Sometimes it's a little lonesome, watching the three of them so warm together, but Sefa doesn't mind it. They fit together perfectly, and she can't begin to envy them their happiness when it only seems to seep out into the rest of Camelot.

“You should ask him to stay,” she blurts one morning, making the bed when she arrived to find Gwen and Arthur close together in the bed with a clear imprint of a third body in the covers.

Gwen, caught staring out the window at the knights' training field, where they're all slipping and sliding in the mud like so many puppies, starts a little and then smiles at her. “Why do you say that?”

“You love all your knights, but that's different from having a lover, I think. And Merlin is that.”

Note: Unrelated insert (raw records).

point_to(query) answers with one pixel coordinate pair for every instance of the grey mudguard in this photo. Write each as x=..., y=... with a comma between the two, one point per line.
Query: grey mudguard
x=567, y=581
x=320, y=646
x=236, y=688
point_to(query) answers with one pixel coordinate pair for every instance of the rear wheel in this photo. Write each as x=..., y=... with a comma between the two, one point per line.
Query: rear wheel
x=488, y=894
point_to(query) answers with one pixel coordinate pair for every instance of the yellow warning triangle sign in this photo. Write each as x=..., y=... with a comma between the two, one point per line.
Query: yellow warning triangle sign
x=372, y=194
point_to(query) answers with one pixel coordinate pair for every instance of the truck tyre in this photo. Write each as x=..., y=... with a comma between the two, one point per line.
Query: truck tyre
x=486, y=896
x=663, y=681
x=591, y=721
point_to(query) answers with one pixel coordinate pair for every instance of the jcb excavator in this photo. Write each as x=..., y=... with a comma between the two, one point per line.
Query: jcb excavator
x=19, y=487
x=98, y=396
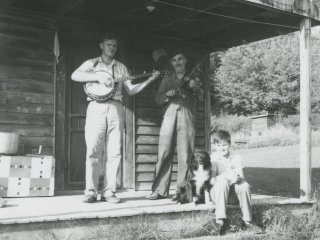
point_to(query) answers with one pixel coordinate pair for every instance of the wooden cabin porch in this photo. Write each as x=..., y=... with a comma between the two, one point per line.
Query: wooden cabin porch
x=66, y=215
x=39, y=101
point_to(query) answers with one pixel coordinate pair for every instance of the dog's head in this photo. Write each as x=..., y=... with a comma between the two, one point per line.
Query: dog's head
x=200, y=158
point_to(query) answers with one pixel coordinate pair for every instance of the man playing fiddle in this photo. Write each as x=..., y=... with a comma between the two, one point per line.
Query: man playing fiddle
x=178, y=125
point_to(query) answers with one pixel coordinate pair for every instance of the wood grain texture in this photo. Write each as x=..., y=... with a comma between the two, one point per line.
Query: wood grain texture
x=145, y=186
x=150, y=167
x=148, y=177
x=22, y=118
x=24, y=73
x=27, y=130
x=26, y=86
x=31, y=108
x=14, y=96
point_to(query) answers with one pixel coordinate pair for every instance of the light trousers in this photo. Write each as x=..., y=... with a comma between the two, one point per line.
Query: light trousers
x=222, y=193
x=178, y=128
x=103, y=131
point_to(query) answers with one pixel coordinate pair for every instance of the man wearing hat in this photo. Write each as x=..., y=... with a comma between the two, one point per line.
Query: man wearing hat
x=178, y=125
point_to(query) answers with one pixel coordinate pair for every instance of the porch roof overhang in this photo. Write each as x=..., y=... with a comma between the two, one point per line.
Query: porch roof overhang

“Yes,” says Gwen, eyes crinkling at the corners, pleased. “Yes, he is. And I do want him to stay. _We_ do. Perhaps it's time to ask, though.”

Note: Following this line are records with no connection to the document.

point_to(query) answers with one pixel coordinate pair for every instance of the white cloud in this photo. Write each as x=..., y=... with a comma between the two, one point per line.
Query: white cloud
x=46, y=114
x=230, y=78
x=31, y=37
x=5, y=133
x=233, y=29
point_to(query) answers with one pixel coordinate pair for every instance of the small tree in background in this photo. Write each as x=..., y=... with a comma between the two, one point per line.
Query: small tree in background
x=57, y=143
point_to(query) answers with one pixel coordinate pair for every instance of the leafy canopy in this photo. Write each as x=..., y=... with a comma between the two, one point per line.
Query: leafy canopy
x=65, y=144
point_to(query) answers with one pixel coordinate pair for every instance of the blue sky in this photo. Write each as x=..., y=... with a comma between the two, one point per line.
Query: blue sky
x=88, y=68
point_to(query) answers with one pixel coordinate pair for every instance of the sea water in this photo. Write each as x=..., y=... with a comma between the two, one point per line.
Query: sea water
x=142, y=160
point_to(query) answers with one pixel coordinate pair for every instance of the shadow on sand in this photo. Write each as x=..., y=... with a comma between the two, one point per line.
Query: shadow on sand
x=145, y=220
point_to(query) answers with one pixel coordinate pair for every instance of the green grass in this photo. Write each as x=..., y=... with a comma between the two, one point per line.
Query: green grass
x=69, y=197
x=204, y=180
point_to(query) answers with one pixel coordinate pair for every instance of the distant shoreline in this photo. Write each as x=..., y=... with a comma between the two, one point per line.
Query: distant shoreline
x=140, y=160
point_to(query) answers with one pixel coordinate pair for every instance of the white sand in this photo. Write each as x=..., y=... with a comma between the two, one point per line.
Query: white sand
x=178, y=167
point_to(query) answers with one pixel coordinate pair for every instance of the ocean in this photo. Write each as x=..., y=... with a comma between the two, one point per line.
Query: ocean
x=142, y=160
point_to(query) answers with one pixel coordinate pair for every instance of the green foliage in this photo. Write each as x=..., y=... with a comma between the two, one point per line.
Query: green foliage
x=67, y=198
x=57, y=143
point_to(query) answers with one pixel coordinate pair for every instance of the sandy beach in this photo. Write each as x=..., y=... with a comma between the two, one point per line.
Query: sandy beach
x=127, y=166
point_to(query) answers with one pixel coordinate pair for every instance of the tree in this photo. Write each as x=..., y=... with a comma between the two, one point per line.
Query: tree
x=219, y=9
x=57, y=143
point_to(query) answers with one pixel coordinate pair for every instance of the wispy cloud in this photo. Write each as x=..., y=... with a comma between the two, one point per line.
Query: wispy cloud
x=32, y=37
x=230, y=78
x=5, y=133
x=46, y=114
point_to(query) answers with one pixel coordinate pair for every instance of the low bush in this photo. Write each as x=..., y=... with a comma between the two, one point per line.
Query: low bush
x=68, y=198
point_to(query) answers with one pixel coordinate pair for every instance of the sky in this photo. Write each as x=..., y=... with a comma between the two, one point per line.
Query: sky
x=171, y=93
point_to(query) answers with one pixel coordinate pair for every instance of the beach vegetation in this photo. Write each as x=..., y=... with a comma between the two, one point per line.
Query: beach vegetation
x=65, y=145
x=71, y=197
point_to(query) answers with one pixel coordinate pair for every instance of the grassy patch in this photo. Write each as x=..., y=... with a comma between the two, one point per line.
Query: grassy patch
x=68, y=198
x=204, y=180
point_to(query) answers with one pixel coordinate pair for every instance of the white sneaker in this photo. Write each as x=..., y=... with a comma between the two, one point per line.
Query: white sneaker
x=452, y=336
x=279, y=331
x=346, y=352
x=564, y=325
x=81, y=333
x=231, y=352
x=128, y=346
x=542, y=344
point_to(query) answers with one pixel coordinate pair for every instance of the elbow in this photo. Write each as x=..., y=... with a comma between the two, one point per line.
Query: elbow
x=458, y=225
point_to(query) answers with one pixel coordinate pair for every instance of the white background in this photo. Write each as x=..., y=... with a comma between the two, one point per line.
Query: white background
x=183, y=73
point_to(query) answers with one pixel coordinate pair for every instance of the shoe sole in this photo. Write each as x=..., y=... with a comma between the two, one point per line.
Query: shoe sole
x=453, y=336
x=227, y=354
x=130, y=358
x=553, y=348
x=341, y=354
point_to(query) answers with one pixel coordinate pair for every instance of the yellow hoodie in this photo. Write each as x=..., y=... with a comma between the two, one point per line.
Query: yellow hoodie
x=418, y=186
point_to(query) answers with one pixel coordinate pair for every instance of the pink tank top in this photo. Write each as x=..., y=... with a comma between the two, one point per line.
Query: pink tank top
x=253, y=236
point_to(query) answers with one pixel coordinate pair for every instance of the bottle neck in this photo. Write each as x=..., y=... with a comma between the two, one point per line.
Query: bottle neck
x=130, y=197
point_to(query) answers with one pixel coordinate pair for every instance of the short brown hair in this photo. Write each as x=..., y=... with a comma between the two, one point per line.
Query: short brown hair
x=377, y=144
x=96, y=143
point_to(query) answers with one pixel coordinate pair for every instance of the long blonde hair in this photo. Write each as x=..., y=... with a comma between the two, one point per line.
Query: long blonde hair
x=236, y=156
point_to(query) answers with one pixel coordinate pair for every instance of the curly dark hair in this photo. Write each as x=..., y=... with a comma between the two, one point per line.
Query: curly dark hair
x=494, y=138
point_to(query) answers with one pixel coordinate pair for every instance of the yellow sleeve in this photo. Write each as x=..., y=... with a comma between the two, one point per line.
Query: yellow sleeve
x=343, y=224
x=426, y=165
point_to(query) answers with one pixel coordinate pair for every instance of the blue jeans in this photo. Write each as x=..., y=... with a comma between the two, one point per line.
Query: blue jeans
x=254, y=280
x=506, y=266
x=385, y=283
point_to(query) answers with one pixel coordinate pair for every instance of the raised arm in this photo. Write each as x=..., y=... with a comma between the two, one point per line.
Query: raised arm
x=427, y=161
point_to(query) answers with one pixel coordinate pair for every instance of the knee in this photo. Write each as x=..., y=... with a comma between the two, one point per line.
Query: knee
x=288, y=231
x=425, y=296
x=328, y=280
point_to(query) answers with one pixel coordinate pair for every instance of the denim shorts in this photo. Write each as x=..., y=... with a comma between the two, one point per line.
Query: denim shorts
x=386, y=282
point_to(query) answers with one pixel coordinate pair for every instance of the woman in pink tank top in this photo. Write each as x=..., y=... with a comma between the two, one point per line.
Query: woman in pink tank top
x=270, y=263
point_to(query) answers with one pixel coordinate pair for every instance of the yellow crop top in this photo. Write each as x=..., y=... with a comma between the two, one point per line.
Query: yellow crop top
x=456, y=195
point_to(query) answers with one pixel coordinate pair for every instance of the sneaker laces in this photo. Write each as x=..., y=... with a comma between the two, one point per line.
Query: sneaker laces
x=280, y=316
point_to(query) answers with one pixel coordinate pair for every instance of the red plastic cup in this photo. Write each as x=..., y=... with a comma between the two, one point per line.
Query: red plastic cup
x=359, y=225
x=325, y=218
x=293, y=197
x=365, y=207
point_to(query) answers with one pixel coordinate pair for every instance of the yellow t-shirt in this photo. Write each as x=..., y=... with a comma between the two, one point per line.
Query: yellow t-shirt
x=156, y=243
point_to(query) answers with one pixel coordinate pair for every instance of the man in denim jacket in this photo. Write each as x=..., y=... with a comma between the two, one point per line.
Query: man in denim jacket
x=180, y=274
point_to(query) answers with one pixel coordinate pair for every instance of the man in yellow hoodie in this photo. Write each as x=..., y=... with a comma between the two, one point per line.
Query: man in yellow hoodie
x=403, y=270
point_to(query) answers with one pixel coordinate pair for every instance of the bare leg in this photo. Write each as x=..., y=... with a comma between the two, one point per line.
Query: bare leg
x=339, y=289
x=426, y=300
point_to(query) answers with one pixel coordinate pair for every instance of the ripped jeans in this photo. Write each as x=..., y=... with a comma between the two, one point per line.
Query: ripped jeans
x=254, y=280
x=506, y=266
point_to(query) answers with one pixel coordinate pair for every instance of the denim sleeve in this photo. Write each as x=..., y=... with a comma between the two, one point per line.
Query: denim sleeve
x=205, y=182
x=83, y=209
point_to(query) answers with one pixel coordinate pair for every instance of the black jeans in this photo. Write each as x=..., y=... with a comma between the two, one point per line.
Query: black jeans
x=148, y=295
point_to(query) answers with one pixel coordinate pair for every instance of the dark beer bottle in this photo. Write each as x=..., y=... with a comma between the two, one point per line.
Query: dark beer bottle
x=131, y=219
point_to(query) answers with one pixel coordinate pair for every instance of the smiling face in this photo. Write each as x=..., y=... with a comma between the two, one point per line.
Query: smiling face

“I don't mean to be presumptuous—”

“You aren't, Sefa. We've been talking about it, and it's time. We know that.”

“You can always tell me to bring breakfast for three, your Majesty.”

Gwen laughs. “So I can. Perhaps the next time he stays the night, you could bring a little extra.”

Sefa smiles to herself and goes back to smoothing the coverlet on the bed, the winter furs still there and musty with the long season. “I'll be sure to do that.”

*

Sefa brings extra bread and cheese one morning, three mornings, six, over the next fortnight, and she expects Gwen and Arthur to look disappointed when they're unnecessary, but they never do. They're smiling together like they have a secret, and Merlin doesn't look quite the same, thoughtful more than anything, but he doesn't look unhappy either.

It's a chilly early spring morning when Sefa knocks on the door to their bedchamber and walks in to find all three of them sleeping there, Merlin startling awake as the door closes behind her. He and Arthur are on either side of Gwen, holding her, all of them sleep-mussed, and Merlin is just as happy as he is embarrassed, from his expression.

“I brought you breakfast,” she says, and makes a point of saying it to him, nodding at the three cups on the tray.

“She's a much better servant than you ever were,” Arthur says in a low rumble, teasing even as he comes out of sleep.

“Thank you, Sefa,” says Gwen, and there's all the joy and warmth of Camelot in her smile when she sits up, clutching the furs to her chest.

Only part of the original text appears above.